10/10
Man laughs; the mountain laughs back.
26 December 2005
Warning: Spoilers
A sunny day in the Mountains - Dr. Johannes Krafft is out mountaineering with his lovely wife and a mountain guide. In his youthful exuberance, he looks up at the mountain that stand before him and laughs.

And like a furious and vengeful Greek God, the mountain strikes him and his life down. As his wife is standing next to a crevasse, peering down into it, an avalanche begins. In the ensuing chaos, the rope which connects her to safety is cut, she falls into the terrible deep, and Johannes clutches the end of the rope with force.

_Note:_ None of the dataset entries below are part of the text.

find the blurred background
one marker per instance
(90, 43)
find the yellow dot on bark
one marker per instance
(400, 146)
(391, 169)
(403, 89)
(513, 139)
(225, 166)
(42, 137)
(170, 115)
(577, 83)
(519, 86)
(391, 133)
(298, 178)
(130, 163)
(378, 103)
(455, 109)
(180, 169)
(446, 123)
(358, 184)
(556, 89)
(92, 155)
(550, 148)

This is a film of primal, operatic power. The plot is threadbare - the entire story could be summarized quickly, with little loss of important events, but the plot is hardly the point of the film. What Pabst and Franck accomplished in their two hour mountain epic was to create a poem of beautiful horror. To combine the elements of wind and water, moving from Winter into Spring, and to express to us, the audience, what a mountain truly means, and to place us firmly in the shoes of those victimized by its terrible beauty. Terrible beauty: a dead man lies sprawled over an ice bridge. As searchers approach, the light shines through the ice, but not through the man's body, crisply showing us the fact of his death in combination with the grace of the piece of ice upon which he rests.

Some of the cinematography present is as beautiful and stirring as anything in cinema itself. The film takes a few moments just to show us the textures of things, cinematically interesting surfaces and movements. There are images, many of them having to do with clouds, that have nothing really to do with the matter of the plot, and yet no single frame ought to be taken away, for they support our experience of entering the world completely and wholely. There is some 'filler', sure. But the film can hardly faulted for not constantly hitting the giddy heights it occasionally reaches. Fanck and Pabst take us to a high realm of cinema, and if they slip a few times, they can hardly be faulted. As this film shows us, climbing is a dangerous occupation.

It's best to forget that Leni Riefenstahl is the female lead, in order to enjoy the film more purely. And then, afterwards, remember that she must have surely seen the film, and been inspired by it, to some degree.